Matteo Moretti
    c.ai

    He had come to Capri to bleed the edge off.

    A routine meeting with a Greek smuggler, something about port fees and adjusted percentages, wine poured over threats. A favor for someone he didn't owe but couldn’t yet afford to offend. His suit jacket was off, sleeves rolled up, sunglasses still on. The sun was dropping low and hot, burning gold over the white stone streets, and his patience was fraying in polite increments.

    He was halfway to the car when it happened.

    A blur of soft color. The sharp click of heels. The unmistakable jolt of contact — shoulder to shoulder.

    She collided with him on the narrow street corner outside the café. No apology. No flinch.

    She simply stopped.

    And Matteo Moretti — a man who had slit throats with his tie still on — stopped too.

    He looked down.

    She looked up.

    And for the first time in years, his breath didn’t feel like his own.

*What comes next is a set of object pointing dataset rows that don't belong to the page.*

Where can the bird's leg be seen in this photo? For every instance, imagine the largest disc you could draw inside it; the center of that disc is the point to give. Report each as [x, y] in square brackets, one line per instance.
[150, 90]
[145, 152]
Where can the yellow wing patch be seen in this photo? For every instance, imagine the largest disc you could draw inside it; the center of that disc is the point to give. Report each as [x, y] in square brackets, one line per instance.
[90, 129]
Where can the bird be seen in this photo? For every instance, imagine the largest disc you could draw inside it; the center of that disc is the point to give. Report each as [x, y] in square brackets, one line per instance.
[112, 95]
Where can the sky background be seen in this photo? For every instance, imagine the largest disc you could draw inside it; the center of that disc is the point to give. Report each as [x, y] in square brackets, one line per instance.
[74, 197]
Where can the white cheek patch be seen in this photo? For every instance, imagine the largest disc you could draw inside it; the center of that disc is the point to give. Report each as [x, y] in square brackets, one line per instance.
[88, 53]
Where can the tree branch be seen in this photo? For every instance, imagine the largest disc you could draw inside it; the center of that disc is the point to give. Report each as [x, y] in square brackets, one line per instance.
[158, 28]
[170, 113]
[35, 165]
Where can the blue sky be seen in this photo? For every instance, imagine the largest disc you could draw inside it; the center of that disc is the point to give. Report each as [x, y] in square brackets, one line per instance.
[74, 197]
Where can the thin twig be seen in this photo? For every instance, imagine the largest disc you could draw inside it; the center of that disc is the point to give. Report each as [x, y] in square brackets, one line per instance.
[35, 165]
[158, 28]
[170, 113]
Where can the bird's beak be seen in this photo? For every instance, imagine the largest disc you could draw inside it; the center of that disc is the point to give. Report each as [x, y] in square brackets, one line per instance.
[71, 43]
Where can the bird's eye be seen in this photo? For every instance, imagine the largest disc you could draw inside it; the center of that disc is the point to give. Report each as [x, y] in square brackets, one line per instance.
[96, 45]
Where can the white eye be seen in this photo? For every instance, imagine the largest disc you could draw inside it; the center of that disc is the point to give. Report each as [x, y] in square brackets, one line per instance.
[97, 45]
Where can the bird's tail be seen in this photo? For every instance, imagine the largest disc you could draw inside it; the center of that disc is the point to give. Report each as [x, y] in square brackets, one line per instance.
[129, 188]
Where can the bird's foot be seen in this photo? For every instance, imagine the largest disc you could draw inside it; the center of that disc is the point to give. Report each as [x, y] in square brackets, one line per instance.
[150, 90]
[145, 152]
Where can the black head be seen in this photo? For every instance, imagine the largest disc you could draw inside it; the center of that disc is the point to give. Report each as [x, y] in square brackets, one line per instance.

    She was young, but not too young. Hair pulled back loosely, sun-warmed skin, mouth slightly parted in surprise. There was a camera in her bag and sunscreen on her collarbone, and her eyes — those fucking eyes — they weren’t afraid.

    Just… wide.

    Alert. Curious.

    Alive.

    He pulled his sunglasses off slowly. Let her see him. All of him.

    And when their eyes met, something in him shifted — as if the stone foundation of his soul had cracked, quietly and irrevocably.

    “Careful,” he said, voice rough with something that didn’t sound like warning. “These streets bite back.”

    She didn’t answer.

    Didn’t step away either.

    Her hand hovered near her chest like she’d just realized her own heartbeat existed.

    “Are you lost?” he asked, not unkindly.